Then, the correction unit 222 transfers the data in which the corrected inference result (correct answer label) in which the inference result by the DNN2 of the image is modified is associated with the image in which the inference is executed in the DNN2 is associated with the data of the server device 20. Generated as cloud re-learning data for DNN2. The correction unit 222 may separately generate the learning data used at the time of re-learning of DNN2 and the data for testing.

The learning data management unit 23 manages the learning data for re-learning of DNN1 and DNN2 generated by the learning data generation unit 22. The learning data management unit 23 has a storage unit 231 and a selection unit 232.

The storage unit 231 stores the edge re-learning data for DNN1 generated by the learning data generation unit 22 in the edge re-learning data database (DB) 251. When there are a plurality of DNN1s, the storage unit 231 stores the edge re-learning data separately for each DNN1. The storage unit 231 stores the cloud relearning data for DNN2 generated by the learning data generation unit 22 in the cloud relearning data DB 252. When there are a plurality of DNN2s, the storage unit 231 stores the cloud re-learning data separately for each DNN2.

When the re-learning unit 24, which will be described later, requests the output of the re-learning data, the selection unit 232 extracts the re-learning data according to the request from the edge re-learning data DB 251 or the cloud re-learning data DB 252. Output to the re-learning unit 24.
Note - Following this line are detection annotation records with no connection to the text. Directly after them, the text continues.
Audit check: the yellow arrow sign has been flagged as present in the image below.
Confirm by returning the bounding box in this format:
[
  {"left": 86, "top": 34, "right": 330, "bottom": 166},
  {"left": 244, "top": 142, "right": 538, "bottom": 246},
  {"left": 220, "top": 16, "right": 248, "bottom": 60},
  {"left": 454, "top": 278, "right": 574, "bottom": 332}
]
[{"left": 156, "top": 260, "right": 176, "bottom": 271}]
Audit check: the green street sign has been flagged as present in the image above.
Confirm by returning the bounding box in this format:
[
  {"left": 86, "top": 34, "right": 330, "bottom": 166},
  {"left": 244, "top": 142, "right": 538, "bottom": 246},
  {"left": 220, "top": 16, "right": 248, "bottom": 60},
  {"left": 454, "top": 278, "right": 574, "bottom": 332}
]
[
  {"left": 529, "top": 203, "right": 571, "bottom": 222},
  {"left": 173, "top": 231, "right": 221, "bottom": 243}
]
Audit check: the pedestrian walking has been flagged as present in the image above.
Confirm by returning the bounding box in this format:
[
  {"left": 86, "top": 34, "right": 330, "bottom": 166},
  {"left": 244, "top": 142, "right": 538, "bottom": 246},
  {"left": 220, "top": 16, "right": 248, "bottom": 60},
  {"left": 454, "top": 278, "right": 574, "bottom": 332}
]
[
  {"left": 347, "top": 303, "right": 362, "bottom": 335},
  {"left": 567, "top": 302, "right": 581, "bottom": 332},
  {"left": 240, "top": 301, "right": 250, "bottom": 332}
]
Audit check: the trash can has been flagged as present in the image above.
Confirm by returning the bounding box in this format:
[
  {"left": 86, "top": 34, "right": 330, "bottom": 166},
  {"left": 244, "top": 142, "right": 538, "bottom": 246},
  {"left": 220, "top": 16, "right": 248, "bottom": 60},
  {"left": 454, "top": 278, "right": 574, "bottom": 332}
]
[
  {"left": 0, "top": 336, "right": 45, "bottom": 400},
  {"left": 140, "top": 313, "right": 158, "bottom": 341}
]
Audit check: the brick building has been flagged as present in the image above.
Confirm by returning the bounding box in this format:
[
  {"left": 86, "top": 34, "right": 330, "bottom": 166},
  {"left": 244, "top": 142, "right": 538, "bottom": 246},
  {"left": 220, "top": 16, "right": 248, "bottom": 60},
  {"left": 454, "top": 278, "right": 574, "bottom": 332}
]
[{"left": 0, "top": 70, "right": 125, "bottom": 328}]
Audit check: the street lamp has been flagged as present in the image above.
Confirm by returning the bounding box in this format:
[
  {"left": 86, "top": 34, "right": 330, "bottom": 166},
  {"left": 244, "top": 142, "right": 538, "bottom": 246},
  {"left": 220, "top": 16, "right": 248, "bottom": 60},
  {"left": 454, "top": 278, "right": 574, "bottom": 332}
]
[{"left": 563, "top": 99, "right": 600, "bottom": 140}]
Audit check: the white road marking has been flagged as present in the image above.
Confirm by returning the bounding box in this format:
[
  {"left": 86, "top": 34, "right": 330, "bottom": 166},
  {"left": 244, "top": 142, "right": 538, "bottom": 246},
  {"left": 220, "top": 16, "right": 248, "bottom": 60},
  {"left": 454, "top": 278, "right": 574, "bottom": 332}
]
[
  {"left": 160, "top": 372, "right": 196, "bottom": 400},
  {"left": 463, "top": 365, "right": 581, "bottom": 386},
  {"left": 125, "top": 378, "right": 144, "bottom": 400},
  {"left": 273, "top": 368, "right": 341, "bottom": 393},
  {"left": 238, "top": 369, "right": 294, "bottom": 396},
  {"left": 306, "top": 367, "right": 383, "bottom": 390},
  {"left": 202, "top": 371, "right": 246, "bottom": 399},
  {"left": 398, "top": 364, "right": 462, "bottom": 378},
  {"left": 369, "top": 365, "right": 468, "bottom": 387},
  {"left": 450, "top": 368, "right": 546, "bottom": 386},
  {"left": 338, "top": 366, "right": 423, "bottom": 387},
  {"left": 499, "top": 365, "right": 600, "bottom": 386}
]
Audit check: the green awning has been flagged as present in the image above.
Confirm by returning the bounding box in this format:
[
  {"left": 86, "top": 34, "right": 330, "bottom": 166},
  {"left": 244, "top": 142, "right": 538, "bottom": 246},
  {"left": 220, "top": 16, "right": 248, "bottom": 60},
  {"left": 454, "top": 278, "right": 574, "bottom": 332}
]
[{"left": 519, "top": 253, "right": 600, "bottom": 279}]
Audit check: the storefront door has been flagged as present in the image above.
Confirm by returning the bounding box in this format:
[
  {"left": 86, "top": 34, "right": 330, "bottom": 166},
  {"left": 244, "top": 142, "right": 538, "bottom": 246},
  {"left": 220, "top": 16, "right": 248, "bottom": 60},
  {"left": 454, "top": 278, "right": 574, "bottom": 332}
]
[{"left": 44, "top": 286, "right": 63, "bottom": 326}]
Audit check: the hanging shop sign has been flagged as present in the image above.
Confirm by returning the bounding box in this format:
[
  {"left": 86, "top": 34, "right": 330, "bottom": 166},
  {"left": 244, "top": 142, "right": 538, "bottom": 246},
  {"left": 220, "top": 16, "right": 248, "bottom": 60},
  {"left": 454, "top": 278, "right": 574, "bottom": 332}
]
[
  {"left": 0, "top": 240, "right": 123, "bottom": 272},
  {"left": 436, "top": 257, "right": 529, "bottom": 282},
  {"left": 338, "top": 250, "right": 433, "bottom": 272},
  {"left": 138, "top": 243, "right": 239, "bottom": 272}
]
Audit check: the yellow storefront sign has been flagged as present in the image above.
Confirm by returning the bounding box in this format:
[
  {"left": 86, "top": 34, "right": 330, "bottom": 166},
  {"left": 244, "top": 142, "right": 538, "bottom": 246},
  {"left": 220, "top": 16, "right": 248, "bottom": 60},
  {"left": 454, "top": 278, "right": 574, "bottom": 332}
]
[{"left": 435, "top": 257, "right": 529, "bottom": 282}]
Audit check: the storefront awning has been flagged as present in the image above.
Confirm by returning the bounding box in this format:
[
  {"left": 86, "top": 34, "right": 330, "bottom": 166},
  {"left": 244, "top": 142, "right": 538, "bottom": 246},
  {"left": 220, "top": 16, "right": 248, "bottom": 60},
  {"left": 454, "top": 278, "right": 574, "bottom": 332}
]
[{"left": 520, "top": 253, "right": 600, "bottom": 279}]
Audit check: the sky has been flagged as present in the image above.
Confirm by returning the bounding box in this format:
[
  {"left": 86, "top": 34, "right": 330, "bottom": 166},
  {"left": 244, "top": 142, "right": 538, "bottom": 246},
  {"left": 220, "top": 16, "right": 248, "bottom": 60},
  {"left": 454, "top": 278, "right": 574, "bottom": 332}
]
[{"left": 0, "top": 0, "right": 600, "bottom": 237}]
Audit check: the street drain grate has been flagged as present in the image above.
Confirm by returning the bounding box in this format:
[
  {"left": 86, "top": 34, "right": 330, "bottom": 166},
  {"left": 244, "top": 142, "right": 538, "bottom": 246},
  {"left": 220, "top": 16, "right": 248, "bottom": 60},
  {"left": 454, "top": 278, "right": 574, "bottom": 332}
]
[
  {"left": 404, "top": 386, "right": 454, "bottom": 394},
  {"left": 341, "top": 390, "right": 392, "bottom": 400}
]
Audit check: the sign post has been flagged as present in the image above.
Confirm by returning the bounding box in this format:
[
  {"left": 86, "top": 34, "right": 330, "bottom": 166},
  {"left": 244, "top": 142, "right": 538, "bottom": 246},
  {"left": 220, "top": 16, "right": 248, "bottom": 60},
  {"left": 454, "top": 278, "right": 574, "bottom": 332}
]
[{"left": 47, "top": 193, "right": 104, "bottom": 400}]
The re-learning unit 24 executes re-learning of at least one of DNN1 and DNN2. The re-learning unit 24 has a re-learning determination unit 241 (determination unit) for determining whether or not the re-learning of DNN1 or DNN2 can be executed, and a re-learning execution unit 242 (re-learning unit).

The relearning determination unit 241 performs inference in at least one of the edge device 30 and the server device 20 based on the fluctuation of the load or the decrease in the inference accuracy in at least one of the edge device 30 and the server device 20. Judge whether or not the tendency of has changed. Then, the re-learning determination unit 241 determines that the re-learning of DNN1 or DNN2 is executed when it is determined that the tendency of the image group has changed. The re-learning determination unit 241 relearns DNN1 or DNN2 depending on the change from the set value of the offload rate (processing rate in the server device 20), the decrease in inference accuracy, or the amount of training data held. Determine to execute. In addition, when the offload rate drops, the system administrator determines whether to perform re-learning based on the inference accuracy. This is because it is not always necessary to relearn DNN1 when the offload rate decreases. If the offload rate increases, it may be used as a trigger for re-learning DNN1. The server device 20 instructs the execution of the re-learning according to the necessity of the re-learning determined in this way, and the re-learning determination unit 241 executes the re-learning of the DNN1 or the DNN2 according to the instruction. In addition, since DNN2 is often inferred for data offloaded from a plurality of DNN1, it is preferable to perform DNN2 based on a correction rate rather than an offload rate.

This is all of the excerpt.